Rezensionen
Tanz praktizieren
Jenny Coogan (Hrsg.), Tanz praktizieren. Ein somatisch orientierter Ansatz, Logos Verlag Berlin, 2016, 234 Seiten, ISBN 978-3-8325-4212-2, 19,90 EUR (auch in engl. Sprache)
Professionelles Tanzen zählt nach wie vor zu den Hochleistungsberufen mit großem Verletzungsrisiko und sehr frühem Verschleiß. Zudem reicht für den Erfolg heute nicht mehr nur eine ausgereifte Technik: von den jungen Künstlern werden auch Persönlichkeit und individueller Ausdruck erwartet. Erst recht, wenn es nach der Bühnenkarriere in gestalterische Berufe wie den Choreografen oder in den Ausbildungsbereich geht. In dem an der Palucca Hochschule für Tanz mit Bundesmitteln geförderten Forschungsprojekt „InnoLernenTanz“ standen somatisch orientierte Lernmethoden wie die Feldenkrais-Methode im Mittelpunkt einer Studie. Die Ergebnisse wurden nun von der Projektleiterin Jenny Coogan in einem Sammelband herausgegeben.
Bei den Kommandos „Plié, Chassé, Grand jeté en avant“ weiß jeder Tänzer genau, wie die Bewegung schließlich aussieht. Er lernt dabei früh, Bewegungen zu isolieren. Meist kennt er nur Anstrengung und häufige stereotype Wiederholungen, um die Qualität seiner Darstellung zu verbessern. Mit somatischen Methoden erhofften sich die Lehrenden eine Förderung des autonomen Lernens und die Entwicklung zu selbstbestimmten Menschen. Ganz konkret wurden die Teilnehmer zunächst angeleitet, muskuläre Anspannung zu reduzieren, „um feine Veränderungen der sensomotorischen Reize besser erkennen zu können und sich ihrer Bewegung in deren Verhältnis zum Energieaufwand im Gravitationsfeld einzustimmen“. Somatisch orientiertes Lernen führt die Tänzer also weg vom Weg des linearen Lernens und der äußeren Zielerfüllung zu einer Steuerung von innen heraus.

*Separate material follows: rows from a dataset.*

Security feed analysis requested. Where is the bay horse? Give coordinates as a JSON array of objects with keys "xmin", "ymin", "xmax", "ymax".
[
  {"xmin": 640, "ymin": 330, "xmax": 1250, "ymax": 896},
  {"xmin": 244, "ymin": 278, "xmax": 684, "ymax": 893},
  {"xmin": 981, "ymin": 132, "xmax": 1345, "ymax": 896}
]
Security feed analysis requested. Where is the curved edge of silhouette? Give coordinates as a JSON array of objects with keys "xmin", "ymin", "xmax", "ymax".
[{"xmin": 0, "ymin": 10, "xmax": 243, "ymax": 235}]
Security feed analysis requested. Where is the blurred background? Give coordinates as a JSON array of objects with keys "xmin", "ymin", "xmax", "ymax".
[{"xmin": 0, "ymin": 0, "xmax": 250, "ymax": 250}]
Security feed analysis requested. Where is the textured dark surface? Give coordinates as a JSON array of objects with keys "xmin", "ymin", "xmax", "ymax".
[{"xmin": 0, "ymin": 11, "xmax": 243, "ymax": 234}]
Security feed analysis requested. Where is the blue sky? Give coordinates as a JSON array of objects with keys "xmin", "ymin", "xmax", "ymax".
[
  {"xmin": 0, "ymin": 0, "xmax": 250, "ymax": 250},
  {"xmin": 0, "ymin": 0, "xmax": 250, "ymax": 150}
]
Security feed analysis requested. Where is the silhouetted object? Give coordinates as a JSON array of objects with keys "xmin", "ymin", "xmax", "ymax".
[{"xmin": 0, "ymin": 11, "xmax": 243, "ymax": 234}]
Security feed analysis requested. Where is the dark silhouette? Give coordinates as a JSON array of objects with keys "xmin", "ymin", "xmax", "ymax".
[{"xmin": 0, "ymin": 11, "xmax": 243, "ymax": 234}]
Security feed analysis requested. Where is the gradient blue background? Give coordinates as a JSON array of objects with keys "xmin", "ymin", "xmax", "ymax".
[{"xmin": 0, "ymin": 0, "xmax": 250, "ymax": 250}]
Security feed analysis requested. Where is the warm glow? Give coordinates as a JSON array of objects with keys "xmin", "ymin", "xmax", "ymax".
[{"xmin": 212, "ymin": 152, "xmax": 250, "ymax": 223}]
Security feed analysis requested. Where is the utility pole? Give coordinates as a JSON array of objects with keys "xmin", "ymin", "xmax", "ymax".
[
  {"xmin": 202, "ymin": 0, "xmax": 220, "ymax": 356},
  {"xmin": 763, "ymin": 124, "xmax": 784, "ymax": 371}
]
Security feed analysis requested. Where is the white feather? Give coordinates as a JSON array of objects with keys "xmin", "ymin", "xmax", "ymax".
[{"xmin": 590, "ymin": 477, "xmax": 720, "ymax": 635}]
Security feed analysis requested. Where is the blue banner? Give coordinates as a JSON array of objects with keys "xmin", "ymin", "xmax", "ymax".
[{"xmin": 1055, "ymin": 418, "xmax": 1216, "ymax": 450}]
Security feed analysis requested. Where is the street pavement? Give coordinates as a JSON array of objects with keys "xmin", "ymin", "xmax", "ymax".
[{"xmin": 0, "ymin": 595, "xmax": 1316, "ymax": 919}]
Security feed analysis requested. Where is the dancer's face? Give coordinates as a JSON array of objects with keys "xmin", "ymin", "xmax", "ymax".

Die Dresdner Studie bringt dazu keine neuen Erkenntnisse. Spannend lesen sich jedoch die Protokolle der Studierenden und ihre Entwicklung innerhalb des untersuchten Zeitraums. Ein Konzept, das den zielgerichteten Lernansatz in Frage stellt und vertraute Übungsroutinen durchbricht, kann auch unangenehm und befremdlich wirken. Im Tanz ist man häufig bemüht, sein Ziel so schnell und direkt wir möglich zu erreichen. Am Ende aber profitierten die Studienteilnehmer „durch verkörperte Selbstwahrnehmung, Selbstbeobachtung und Selbstanalyse“. Sie zeigten zudem eine außergewöhnliche Offenheit, wenn es um Feedback und Interaktion ging: Somatische Lernprogramme wie die Feldenkrais-Methode schaffen also gute Voraussetzungen für den späteren Beruf.